Does anyone dare to say that this was not a true love? Or that love like this does not survive death? The one who says so is poor for having never known a love of this magnitude.
There is something else about Jacob’s love for Rachel. It was a patient love, as all truly great loves are. When Laban asked Jacob what his wages should be if he were to stay with him and work for him, Jacob answered that he would work seven years in return for Laban’s younger daughter, Rachel. Seven years. In today’s instant-gratification society, seven days seems too long for some people. Yet we read that “Jacob served seven years to get Rachel, but they seemed like only a few days to him because of his love for her” (v. 20). Can it be that seven years seemed like only a few days to Jacob because his was true love, while days seem like years to many of our contemporaries because they do not know the meaning of a real and deep affection?
Donald Grey Barnhouse has this to say: “Here is the difference between love that has been to Bethel and love that has not been anywhere.

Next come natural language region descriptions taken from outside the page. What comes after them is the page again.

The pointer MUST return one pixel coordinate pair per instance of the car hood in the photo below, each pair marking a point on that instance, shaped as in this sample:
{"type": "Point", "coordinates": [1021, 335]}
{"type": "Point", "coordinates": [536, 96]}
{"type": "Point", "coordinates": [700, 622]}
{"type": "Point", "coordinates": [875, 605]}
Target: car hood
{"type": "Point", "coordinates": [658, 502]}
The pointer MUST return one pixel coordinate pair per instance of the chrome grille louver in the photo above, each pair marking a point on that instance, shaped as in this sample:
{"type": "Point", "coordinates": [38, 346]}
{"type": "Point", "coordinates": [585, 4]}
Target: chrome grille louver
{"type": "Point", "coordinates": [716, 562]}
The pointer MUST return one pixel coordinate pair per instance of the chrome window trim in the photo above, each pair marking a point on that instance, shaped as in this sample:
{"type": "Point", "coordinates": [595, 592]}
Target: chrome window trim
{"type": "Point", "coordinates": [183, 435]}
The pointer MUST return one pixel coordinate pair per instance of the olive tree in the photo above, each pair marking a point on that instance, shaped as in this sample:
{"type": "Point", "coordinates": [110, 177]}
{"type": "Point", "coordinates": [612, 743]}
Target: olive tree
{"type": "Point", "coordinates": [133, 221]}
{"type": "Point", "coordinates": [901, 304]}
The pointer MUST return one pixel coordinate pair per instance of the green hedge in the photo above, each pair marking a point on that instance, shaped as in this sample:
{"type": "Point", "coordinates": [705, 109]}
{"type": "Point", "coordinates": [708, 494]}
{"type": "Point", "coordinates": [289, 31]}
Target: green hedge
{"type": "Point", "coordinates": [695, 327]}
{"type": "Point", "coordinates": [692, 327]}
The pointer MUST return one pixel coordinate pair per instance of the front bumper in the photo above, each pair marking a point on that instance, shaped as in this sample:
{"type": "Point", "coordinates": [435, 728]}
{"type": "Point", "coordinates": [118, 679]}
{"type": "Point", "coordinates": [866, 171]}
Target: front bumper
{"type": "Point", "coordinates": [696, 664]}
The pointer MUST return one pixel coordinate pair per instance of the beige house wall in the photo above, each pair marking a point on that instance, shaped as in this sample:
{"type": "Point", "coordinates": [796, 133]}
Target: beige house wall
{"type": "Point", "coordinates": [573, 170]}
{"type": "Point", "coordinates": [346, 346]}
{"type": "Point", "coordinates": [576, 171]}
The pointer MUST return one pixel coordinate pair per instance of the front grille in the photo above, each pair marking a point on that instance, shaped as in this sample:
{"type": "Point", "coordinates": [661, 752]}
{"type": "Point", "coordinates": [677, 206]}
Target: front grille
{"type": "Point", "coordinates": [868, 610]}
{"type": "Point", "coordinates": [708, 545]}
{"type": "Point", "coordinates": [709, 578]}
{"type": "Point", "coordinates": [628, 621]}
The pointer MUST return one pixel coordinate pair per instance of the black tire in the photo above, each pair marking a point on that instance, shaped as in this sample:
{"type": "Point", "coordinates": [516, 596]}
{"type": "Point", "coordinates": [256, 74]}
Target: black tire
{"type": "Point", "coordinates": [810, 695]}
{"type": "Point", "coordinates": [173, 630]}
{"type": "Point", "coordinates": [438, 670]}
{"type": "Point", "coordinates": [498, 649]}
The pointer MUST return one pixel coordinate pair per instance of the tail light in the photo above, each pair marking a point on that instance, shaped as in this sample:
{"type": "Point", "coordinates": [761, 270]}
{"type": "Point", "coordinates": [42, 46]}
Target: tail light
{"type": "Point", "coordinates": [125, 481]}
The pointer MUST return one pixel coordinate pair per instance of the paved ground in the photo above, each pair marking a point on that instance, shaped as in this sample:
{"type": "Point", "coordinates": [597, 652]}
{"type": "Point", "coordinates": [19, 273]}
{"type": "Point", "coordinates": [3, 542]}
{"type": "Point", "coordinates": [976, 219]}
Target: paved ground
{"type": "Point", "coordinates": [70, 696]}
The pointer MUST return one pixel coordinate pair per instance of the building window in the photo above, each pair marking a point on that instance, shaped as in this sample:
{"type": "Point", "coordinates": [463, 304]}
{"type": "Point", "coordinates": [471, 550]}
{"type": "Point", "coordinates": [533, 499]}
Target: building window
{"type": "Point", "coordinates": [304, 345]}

Jacob looked upon Rachel, and he never had eyes for anyone else. She was probably very young, and the seven years allowed for her growth to maturity. But Jacob was willing to wait because his heart was fixed upon her. Marriage in the Lord is one of the most wonderful things upon earth, and Jacob’s marriage had been planned by God. True marriages are made in heaven, and the reason the world says that many of them are waylaid before reaching earth is that too few people are willing to wait seven years and know those years to be but a few days because of the depth and power of true love.”
In many ways Jacob is a poor example for Christian people today, but in his marriage he is exemplary. A marriage like his—God-ordained and lasting—is surely among the greatest blessings of this life.